By James Irwin
One hundred and thirty-eight students and 12 faculty and staff learning partners compiled 6,000 hours of volunteer work during GW’s Alternative Winter Break program last week.
The annual service trips took George Washington University volunteers to communities in Nicaragua, Guatemala, Puerto Rico, Costa Rica, Los Angeles and New Orleans. The six destinations are part of a record 17 alternative break trips the Center for Civic Engagement and Public Service is hosting in 2014.
“We have seen a real demand from students -- each year, the program has a waiting list,” said Sara Gruppo, director of the Center for Civic Engagement and Public Service. “The expansion of the program this year was really fueled by our students’ desire to understand and make positive impacts in communities throughout the U.S. and world.”
Each GW group worked alongside locally based organizations and tackled specific issues in the community.
Volunteers in San Juan Comalapa, a Mayan village in the Guatemalan highlands, partnered with Long Way Home on a sustainability project at the village technical school. The facility serves as a primary educational center for the community. Volunteers painted walls in classrooms, stockpiled water reserves, mixed cement and received a weeklong education on sustainability topics.
“They make their walls out of tires pounded with dirt, so we sledgehammered tires,” said Mary Kate O’Connell, a junior in the Elliott School of International Affairs. “We made flower beds. We cut glass bottles to make window panes.”
Sustainability was a familiar theme for the Latin American groups. In Las Marias, Puerto Rico, 26 GW volunteers spent the week working on an organic permaculture farm. The host organization, Plenitud, runs the farm and teaches organic farming techniques.
“The experience at Plenitud is extremely symbiotic,” said Columbian College of Arts and Sciences senior Susie Charlop. “For example, we visited a site that uses farming to rehabilitate individuals struggling from substance abuse. One of the main things that Plenitud teaches is that sustainability goes beyond caring for the earth -- it requires being kind to the community.”
Economic empowerment through eco-friendly construction was another common thread. Coffee is one of Costa Rica’s most popular exports, and GW volunteers, working alongside Green Communities, helped build a greenhouse and fertilize 200 coffee plants, said Columbian College senior and trip leader Kirk Wilson.
“There’s a huge market for organic coffee,” Mr. Wilson’s trip co-leader, Columbian College junior Frannie Skardon said. “So what we were doing helps the environment because the land is used much more when it’s organic, but it also keeps the farms producing longer.”
In El Manzano Uno, a small, underserved coastal community in northern Nicaragua, volunteers partnered with Waves of Hope to finish construction on the village’s first high school (a project GW Alternative Break participants broke ground on in 2013) and participated in discussions about creating sustainable and healthy communities.
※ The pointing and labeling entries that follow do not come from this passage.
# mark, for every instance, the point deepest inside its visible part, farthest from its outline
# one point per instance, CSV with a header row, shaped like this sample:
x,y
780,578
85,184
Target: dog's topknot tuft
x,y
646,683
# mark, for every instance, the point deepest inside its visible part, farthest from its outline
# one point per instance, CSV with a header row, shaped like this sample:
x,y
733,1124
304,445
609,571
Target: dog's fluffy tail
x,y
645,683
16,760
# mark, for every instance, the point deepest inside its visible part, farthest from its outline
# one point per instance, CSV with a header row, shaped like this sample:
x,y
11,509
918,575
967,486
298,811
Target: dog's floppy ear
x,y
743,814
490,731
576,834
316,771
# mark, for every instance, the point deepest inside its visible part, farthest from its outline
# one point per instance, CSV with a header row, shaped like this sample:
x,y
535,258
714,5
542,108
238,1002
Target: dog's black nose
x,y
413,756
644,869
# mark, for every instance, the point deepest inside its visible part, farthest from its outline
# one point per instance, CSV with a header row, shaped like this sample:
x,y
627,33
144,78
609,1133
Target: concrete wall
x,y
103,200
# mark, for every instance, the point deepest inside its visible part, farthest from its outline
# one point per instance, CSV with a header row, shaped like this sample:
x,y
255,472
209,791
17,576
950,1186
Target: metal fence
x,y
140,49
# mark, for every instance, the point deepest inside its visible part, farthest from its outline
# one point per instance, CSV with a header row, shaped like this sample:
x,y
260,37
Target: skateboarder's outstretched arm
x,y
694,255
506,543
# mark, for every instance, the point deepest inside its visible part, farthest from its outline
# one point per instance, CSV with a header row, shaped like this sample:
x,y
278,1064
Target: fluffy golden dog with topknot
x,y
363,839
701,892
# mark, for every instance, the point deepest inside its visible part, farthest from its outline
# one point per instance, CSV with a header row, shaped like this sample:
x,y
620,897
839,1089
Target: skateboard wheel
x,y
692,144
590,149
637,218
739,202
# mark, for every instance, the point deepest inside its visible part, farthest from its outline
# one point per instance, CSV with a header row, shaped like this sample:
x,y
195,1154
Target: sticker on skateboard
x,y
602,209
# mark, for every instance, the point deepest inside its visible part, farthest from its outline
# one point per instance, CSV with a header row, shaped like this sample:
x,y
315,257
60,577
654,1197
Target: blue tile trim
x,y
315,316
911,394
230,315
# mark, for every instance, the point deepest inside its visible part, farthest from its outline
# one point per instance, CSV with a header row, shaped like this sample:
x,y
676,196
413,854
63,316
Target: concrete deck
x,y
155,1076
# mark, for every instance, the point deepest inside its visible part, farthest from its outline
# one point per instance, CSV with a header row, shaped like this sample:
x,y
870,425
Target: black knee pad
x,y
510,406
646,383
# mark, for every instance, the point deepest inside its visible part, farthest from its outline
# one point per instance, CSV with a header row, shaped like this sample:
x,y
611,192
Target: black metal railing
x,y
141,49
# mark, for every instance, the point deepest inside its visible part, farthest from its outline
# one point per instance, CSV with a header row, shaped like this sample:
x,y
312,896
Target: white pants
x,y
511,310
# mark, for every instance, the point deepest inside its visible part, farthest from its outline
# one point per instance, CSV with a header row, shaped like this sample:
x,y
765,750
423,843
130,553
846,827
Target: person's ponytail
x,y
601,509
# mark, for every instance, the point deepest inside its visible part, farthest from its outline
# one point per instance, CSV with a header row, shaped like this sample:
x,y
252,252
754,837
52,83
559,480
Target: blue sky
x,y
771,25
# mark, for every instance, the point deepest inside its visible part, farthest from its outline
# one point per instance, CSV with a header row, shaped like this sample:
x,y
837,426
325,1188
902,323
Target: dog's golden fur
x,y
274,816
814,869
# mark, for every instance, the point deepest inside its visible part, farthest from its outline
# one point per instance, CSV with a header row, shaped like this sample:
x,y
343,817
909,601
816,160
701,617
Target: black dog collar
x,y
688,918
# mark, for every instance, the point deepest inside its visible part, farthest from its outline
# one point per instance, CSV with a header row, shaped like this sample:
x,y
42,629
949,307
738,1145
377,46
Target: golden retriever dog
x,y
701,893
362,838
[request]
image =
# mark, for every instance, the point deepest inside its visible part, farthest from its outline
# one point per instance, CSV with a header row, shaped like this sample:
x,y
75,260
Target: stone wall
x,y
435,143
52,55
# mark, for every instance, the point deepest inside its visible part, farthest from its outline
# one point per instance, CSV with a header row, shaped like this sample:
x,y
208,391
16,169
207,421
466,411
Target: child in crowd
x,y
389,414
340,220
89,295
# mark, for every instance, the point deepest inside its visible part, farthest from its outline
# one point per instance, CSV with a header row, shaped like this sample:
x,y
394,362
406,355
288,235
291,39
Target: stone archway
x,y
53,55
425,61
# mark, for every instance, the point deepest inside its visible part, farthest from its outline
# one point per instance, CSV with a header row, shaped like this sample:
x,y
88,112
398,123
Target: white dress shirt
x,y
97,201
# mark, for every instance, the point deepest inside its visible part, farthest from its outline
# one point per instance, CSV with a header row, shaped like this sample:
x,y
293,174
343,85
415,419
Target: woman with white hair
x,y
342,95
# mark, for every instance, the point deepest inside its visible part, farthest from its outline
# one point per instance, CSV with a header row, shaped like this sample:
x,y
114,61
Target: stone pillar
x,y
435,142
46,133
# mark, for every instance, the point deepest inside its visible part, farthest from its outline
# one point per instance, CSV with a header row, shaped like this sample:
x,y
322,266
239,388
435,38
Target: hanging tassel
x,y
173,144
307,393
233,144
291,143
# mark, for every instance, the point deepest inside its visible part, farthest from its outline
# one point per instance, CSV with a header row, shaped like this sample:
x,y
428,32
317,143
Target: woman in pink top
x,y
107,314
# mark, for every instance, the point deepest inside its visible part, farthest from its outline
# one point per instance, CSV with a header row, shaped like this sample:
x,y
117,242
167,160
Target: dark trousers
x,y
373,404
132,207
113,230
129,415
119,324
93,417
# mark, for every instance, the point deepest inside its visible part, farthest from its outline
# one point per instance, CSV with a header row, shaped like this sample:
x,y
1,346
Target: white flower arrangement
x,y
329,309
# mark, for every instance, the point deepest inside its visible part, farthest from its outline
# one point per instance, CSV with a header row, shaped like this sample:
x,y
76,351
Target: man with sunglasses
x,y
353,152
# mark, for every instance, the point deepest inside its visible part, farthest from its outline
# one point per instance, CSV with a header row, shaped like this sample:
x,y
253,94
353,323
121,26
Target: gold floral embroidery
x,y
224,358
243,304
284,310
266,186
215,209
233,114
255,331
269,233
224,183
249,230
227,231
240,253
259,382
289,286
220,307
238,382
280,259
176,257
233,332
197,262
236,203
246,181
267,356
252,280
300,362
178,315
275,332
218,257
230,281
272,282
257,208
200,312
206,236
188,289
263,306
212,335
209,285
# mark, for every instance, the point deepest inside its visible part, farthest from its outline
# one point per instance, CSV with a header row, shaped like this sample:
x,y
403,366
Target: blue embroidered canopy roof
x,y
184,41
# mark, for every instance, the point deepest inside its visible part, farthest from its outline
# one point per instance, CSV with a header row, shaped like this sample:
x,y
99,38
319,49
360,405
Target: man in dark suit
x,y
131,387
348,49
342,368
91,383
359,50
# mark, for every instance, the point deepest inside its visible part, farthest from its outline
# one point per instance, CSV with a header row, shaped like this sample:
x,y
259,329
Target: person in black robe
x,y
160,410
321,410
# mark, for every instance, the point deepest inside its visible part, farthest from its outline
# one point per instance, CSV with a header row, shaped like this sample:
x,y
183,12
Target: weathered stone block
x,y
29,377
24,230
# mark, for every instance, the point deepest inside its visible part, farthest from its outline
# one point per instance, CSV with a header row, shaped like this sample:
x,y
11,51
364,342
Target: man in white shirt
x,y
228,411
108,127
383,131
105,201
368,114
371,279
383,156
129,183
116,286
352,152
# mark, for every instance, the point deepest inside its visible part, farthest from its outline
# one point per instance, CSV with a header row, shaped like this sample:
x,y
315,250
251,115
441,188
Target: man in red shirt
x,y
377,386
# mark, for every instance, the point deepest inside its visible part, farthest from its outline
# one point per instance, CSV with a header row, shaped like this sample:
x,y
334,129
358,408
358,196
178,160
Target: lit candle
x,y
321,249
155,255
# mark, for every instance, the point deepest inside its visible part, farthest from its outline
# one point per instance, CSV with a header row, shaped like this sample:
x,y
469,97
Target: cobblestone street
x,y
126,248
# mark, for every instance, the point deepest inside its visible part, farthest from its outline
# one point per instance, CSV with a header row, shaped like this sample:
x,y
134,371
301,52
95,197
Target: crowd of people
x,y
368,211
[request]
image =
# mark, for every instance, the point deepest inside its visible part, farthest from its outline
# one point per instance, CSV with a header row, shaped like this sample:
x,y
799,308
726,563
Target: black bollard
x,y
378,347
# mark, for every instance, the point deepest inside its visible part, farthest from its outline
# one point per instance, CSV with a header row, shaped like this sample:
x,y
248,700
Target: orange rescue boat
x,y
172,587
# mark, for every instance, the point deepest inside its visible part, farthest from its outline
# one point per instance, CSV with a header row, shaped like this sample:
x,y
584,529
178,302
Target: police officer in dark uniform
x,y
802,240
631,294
“It’s rewarding to see tangible progress,” Columbian College junior Marshall McMurry said. “Perhaps more importantly, however, we encourage our participants to reflect on their experience. Discussion and introspection are crucial to the Alternative Break Program.”
In the United States, volunteers traveled to New Orleans to help construct homes for residents displaced by Hurricane Katrina. They assisted the organization Rebuilding Together, which rebuilds and restores low-income homes. The group also met with Tulane University President Scott Cowen (M.B.A '72, D.B.A. '75) who led Tulane’s post-Katrina recovery.
“During the trip we talked about the lasting consequences of the storm on the city,” Columbian College senior Michael Cuttler said. “We discussed how we can help those who aren’t as fortunate as us, helping them rebuild and raising awareness.”
More than 1,900 miles to the west, a group of 13 GW volunteers partnered with several organizations in Los Angeles, including the St. Francis Center and HomeBoy Industries, and worked with at-risk youth.
“We got to see the power of second chances,” said Columbian College junior Alexandria Thompson. “We saw the challenge of rehabilitating and rehumanizing people while looking at issues of homelessness and gang violence. It was proof we can be educated by these trips.”
GW Alternative Breaks has 11 trips planned for the spring, including one to Joplin, Mo., to assist residents rebuilding in the aftermath of the devastating May 2011 tornado.
“The programs bring to life the daily challenges and successes that communities in need face,” Ms. Gruppo said. “That allows our students to make an immediate impact while reflecting and growing personally.”